The Apostle Peter told: Acts 10:38 (KJV):
How God anointed Jesus of Nazareth with the Holy Ghost and with power: who went about doing good, and healing all that were oppressed of the devil; for God was with him.



  • The Apostles, in the First Century, raised the dead and healed the sick. Thus Peter raised Tabitha from the dead. Acts 9:36-42, Most likely, Paul raised Eutychus from the dead. Acts 20:7-12. And the Apostles Peter and John healed a man who was lame from his mother’s womb. Acts 3:1-6. 4:5-22.



  • The so-called “Age of Miracles” never ceased. Miraculous healings continue from the First Century to this very day.



  • The period of Bill W.’s and Dr. Bob’s upbringing was peppered with instances of

drunks healed by the power of God. These occurred through conversions, evangelists, Christian organizations, and later in A.A.’s associated precursor—the Oxford Group.



  • The chain of recovery connections that impacted on early Alcoholics Anonymous ideas of healing and cure stemmed from these primary factors:



The Gospel Rescue Missions: In 1826, Glasgow City Mission was established as an interdenominational lay movement. In October, 1872, Jerry McAuley took possession of the Water Street House. Shortly thereafter, the mission named “Helping Hand for Men” was opened at 316 Water Street , New York, New York. The “Water Street Mission” was later supervised by S.H. Hadley, and McAuley opened the Cremone Mission. In September 25, 1897, the Raws family arrived at Keswick and founded the Keswick Colony of Mercy as a spiritual restoration center for men who had become addicted to alcohol. Later, on February 1, 1926, the Rev. Sam Shoemaker, Rector of Calvary Episcopal Church in New York, decided he would reopen the Gallery Mission at the Twenty-third Street Mission Building. Shoemaker put Henry Hadley II in charge of it, and called it the Calvary Mission.There, in 1934, Bill Wilson and (before him) Bill’s sponsor Ebby Thacher became born again Christians at the altar and were relieved of their alcoholism. Thousands upon thousands of derelicts, criminals, and drunks poured through these missions prior to A.A.

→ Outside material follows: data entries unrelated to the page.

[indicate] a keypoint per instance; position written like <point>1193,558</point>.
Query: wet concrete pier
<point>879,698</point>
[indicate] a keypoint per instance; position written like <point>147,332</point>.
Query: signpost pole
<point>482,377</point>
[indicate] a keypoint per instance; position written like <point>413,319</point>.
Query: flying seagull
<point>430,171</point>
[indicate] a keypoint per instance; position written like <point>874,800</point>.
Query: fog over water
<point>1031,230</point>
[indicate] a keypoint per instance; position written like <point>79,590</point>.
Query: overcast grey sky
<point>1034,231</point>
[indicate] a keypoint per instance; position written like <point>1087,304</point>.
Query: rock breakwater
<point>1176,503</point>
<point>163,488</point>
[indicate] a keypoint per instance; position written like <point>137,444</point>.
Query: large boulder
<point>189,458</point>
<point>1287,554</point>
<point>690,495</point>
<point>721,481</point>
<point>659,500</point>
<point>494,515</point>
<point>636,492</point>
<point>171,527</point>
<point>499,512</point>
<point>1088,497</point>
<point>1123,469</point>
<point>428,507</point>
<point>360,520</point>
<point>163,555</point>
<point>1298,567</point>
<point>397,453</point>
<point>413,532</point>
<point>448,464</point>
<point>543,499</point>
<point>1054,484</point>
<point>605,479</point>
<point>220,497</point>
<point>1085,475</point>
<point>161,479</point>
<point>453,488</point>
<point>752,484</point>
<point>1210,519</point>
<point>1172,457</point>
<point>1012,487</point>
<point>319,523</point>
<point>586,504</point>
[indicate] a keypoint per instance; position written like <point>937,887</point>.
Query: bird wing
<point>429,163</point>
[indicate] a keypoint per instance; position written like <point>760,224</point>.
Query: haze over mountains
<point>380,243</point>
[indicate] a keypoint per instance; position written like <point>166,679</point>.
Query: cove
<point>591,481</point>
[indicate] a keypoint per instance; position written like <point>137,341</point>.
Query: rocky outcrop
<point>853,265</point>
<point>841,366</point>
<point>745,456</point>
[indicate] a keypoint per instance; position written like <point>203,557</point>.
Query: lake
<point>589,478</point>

The Young Men’s Christian Association: On June 6, 1844, George Williams (later, Sir George Williams)—a draper—founded the first Young Men’s Christian Association in London, England. Its purpose was “to substitute Bible study and prayer for life on the streets.” The first YMCA in the United States was established in Boston on December 29, 1851. It was wholly undenominational, and its work was performed almost wholly by Christian laymen.  The St. Johnsbury Association was formed on October 1, 1855, reorganized in 1858 and again in 1867. Dr. Bob’s father Judge Walter Perrin Smith became president of the St. Johnsbury YMCA and served from 1895 through at least 1897 (the years Dr. Bob was attending St. Johnsbury Academy – which had a very close association with the YMCA at that time. In the fall and early winter of 1874, the five evangelical churches in St. Johnsbury held union meetings and prayed for revival in St. Johnsbury. In November of 1874, the annual State of Vermont YMCA Convention was held in Norwich, Vermont. It made the decision to do a canvass of Eastern Vermont, including St. Johnsbury. They held Gospel Meetings which focused on singing and praying. They hosted the first series of Gospel Meetings February 6 to 8 in St. Johnsbury. It produced an explosion of revival in the village. That became known as “The Great Awakening” of 1875 in St. Johnsbury. A few years later, Bill Wilson matriculated at Burr and Burton Academy in Manchester, Vermont. He became YMCA president. His girl friend Bertha Bamford became YWCA president. And the two attending “Y” functions together.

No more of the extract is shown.